Au regard de la disparition progressive des insectes, je pose les questions suivantes :
- Que signifie exactement « on pourrait avoir recours en partie » ?
- Y a-t-il des analyses de faisabilité, de coûts et d’impact concernant les cultures entomophiles ?
Si oui, où sont-elles publiées ?
Si non, pourquoi ?
- Quelles conséquences la mortalité des insectes a-t-elle sur d’autres cultures et sur la flore naturelle ?
Stellungnahme des Bundesrates
Des insectes élevés sont déjà largement utilisés pour la pollinisation des cultures entomophiles. Dans les cultures sous serre, l'utilisation de colonies de bourdons est courante. Dans les vergers, on recourt à des colonies d'abeilles domestiques et d'abeilles sauvages. La faisabilité pratique de cette méthode est donc largement démontrée.

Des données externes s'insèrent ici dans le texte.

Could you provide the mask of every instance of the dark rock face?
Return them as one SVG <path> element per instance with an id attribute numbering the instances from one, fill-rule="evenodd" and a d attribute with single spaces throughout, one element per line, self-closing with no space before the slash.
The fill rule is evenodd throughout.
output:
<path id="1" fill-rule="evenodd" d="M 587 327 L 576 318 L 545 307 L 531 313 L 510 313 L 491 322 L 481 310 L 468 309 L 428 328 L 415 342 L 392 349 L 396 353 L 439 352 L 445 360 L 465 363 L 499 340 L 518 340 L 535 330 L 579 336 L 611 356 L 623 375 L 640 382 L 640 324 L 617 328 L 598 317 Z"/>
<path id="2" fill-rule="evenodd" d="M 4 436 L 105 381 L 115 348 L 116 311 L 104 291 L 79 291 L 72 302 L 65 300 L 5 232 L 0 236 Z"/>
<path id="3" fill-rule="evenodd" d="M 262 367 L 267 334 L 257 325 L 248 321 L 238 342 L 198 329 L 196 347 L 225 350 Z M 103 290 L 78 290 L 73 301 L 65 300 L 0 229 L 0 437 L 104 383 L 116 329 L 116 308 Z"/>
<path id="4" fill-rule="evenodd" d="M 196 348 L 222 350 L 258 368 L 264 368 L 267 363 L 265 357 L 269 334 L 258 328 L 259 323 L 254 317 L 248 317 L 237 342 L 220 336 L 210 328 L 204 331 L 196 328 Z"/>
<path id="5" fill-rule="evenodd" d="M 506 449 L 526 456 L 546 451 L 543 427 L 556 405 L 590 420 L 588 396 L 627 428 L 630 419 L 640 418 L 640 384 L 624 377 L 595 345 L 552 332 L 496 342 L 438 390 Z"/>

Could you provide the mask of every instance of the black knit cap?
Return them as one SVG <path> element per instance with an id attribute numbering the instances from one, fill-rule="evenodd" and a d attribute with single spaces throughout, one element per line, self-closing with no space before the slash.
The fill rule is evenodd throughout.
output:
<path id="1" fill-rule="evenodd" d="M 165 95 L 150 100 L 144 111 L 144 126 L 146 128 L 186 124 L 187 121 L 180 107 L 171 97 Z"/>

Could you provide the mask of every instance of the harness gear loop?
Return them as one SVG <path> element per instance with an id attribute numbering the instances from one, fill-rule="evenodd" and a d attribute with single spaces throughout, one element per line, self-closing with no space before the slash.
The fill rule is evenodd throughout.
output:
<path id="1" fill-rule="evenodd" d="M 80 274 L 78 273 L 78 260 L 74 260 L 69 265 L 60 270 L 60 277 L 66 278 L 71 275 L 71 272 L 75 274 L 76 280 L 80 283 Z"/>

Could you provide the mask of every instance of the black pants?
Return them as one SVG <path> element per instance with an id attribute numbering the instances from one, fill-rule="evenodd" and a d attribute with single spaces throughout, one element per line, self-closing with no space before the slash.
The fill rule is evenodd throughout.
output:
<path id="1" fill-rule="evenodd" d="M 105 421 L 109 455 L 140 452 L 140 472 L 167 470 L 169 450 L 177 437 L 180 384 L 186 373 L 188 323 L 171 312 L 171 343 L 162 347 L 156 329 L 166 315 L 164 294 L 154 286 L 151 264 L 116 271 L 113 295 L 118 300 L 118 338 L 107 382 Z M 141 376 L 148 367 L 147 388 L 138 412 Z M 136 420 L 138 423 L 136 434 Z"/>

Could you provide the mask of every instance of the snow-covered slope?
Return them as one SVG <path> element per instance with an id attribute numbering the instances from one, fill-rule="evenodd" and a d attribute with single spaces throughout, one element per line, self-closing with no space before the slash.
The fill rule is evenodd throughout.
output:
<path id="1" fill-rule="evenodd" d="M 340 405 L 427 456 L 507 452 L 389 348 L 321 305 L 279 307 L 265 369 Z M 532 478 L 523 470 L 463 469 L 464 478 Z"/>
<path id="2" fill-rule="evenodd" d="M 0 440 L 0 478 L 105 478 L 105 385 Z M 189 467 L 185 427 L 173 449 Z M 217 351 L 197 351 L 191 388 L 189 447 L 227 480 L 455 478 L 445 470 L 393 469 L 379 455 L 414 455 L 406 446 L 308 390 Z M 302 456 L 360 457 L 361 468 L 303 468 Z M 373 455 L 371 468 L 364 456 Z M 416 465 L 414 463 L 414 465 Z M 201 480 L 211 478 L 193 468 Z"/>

Les autres cultures ne dépendant pas des insectes pour leur pollinisation seraient par conséquent moins impactées par le déclin des insectes. Pour la flore sauvage, cela dépend d’une espèce de plantes à l’autre et de leur dépendance avec un insecte pollinisateur spécifique. Si ce dernier décline, cela menace la plante concernée.